Not all properties are treated equally by lenders. There are some properties that lenders like, some which they will have restrictions around, and some which they just won't touch at all. What does this mean for you. It means you may not be able to fund a particluar property purchase of they you may have to tip in additional cash to get the deal across the line

Below are some the the property types where lenders may have restrictions or may not fund at all.

  • Inner city units and developments particularly studio apartments
  • Student accommodation
  • Retirement villages
  • Rural properties
  • Remote regional properties with low population levels
  • Unusual properties eg unusual building designs
  • Multiple properties on one title
  • Company title properties
  • Properties under the NRAS scheme

Units less than 50m2
Lenders prefer units with a liveable floor space of 50m2 and above. Some may consider units down to 40m2.

Number of units in one complex
Most lenders will put a cap on the number of units a borrower can hold in one complex. The guidelines for this will vary on the size of the complex. Usually around 4 is the maximum but this may be reduced is it accounts for more than 25% of all units.
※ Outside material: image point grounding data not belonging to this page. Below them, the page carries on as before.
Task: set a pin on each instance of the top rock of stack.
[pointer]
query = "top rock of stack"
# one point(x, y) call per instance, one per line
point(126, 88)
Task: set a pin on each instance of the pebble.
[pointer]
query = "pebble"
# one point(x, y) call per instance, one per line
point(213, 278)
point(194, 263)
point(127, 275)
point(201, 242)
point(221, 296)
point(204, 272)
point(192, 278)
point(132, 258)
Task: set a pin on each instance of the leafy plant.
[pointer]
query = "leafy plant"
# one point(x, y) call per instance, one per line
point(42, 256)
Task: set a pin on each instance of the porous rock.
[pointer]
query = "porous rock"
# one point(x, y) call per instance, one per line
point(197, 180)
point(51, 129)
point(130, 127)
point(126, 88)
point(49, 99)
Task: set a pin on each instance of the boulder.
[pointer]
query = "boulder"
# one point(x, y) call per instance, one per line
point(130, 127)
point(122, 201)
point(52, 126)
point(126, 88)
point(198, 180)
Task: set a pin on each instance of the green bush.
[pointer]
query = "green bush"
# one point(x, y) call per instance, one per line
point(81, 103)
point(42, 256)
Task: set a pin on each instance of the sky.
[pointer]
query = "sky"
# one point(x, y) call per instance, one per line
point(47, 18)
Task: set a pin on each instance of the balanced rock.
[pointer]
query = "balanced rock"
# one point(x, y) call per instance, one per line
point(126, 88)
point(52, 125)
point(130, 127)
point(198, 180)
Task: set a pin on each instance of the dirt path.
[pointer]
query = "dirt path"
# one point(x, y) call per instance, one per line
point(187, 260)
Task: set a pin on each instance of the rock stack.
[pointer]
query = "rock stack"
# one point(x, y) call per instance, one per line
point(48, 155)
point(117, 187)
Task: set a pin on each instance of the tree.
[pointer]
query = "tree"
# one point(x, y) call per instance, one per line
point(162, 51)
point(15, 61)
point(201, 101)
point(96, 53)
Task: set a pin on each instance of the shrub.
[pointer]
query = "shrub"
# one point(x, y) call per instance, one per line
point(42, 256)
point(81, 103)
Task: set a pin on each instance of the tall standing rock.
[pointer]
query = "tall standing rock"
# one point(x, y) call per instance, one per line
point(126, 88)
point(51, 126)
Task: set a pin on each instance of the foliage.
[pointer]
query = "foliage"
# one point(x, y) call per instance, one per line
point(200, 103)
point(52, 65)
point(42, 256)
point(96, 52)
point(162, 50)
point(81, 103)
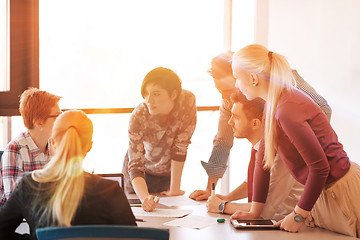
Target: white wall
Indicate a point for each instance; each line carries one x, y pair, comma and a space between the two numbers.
321, 39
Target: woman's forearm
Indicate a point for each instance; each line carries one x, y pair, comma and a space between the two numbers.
176, 172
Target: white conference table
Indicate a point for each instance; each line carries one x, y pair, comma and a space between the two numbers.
219, 231
225, 231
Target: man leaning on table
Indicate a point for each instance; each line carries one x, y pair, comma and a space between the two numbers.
284, 191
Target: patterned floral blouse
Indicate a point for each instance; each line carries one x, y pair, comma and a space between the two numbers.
156, 140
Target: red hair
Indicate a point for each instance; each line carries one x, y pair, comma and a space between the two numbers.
36, 105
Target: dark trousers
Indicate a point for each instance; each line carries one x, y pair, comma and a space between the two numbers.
155, 184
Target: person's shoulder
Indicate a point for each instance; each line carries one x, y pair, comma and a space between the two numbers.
17, 142
26, 182
187, 98
293, 106
140, 111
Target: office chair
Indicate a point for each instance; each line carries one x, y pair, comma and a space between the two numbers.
104, 232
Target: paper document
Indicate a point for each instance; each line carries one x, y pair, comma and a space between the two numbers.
178, 201
139, 212
192, 221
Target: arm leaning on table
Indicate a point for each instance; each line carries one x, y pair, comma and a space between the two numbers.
137, 160
222, 144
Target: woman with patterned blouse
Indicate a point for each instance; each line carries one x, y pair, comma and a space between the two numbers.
160, 130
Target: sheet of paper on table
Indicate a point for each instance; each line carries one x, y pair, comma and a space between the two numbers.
192, 221
178, 201
139, 212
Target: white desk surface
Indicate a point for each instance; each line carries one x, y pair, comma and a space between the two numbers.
220, 231
224, 231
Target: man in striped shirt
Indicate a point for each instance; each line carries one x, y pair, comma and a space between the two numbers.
221, 71
30, 150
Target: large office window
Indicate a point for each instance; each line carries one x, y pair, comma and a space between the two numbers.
95, 54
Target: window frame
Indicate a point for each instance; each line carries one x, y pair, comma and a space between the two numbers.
24, 54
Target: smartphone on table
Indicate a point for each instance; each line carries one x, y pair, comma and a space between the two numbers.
254, 224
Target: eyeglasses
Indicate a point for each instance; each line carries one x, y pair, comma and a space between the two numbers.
54, 115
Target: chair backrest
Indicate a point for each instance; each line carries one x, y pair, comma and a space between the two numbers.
102, 232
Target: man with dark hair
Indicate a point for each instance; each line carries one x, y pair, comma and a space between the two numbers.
284, 191
224, 80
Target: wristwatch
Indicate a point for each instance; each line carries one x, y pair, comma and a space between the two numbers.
222, 206
297, 217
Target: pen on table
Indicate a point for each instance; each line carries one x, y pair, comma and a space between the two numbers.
212, 189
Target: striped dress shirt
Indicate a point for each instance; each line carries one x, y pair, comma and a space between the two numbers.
223, 141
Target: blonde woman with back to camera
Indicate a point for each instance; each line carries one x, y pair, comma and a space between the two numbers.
297, 129
62, 193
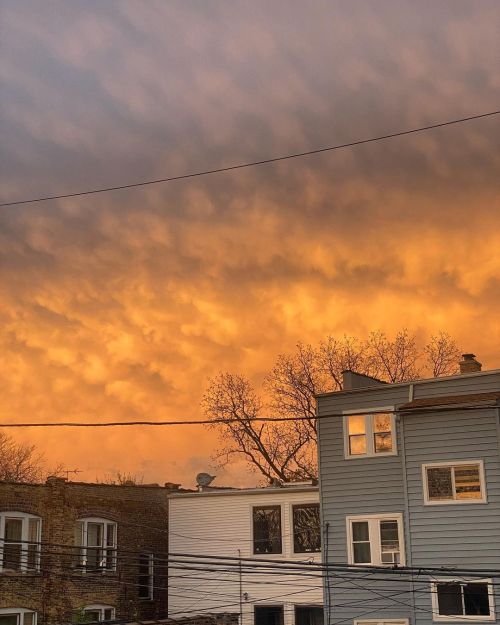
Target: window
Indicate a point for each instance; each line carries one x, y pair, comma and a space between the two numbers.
146, 565
309, 615
20, 536
17, 616
267, 529
470, 600
369, 434
306, 528
454, 482
95, 541
268, 615
95, 614
376, 539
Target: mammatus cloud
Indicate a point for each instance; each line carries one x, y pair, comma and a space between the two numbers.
121, 306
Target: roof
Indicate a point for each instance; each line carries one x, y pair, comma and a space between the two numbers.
247, 491
452, 400
384, 387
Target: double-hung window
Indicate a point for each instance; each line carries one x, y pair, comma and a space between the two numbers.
370, 434
17, 616
376, 539
459, 599
20, 536
454, 482
95, 541
306, 528
97, 613
267, 529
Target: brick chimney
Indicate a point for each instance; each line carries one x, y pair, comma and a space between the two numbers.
469, 364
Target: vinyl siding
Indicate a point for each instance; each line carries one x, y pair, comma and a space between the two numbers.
465, 535
221, 525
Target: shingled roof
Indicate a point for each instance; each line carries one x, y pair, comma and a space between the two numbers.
451, 400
Lenders may also choose to restrict their exposure to certain apartment blocks. If they have already financed a number of purchases in a particular complex they may not support any further transactions.

Inner city units and hi-rises
Some lenders have an aversion to inner-city apartments and high rise developments. They may still lend against this type of property but at a reduced LVR.

Serviced apartments/Student accomodation
The majority of lenders are not very keen on serviced apartments. Generally it is not possible to obtain lending where mortgage insurance is required. Most lenders who will consider this type of property will restrict the lending to 60% to 70%, however some will go to 80%.

Lenders may need to see additional detail to determine the level of acceptable lending. In particular they will want to see the current letting agreement and if there are any restrictions associated with having the property released from the letting pool.

Commercial property
In terms of home lending generally commercial property can not be accepted on a stand alone basis. Some lenders may accept it as supporting security at a reduced LVR.

Company title
This will vary from lender to lender. Some are an absolute no while some will consider on a case by case. It is definitely worth making investigations before proceeding with this type of property.

Heritage listed
Generally considered on a case by case situation.

Warehouse conversions
Only considered by a handful of lenders. Again assessed on a case by case basis

Multiple units on one title
This situation may particularly apply where someone want to purchase a block of units that have not been strata-titled. Some lenders will consider up to 4. Above this would probably see the deal considered on a commercial basis.

Rural property
Will vary from lender to lender. Some will only consider a few acres. Other will look at up to 50 hectares. Property can not be income producing, hobby farms are acceptable.

Aged care security and retirement villages
No

Vacant land
Accepted by almost all lenders if the intention is to build on the block. Usually will be part of a construction loan. A number of lenders will not accept land only as security. Some will accept as supporting. Some will accept as a stand alone.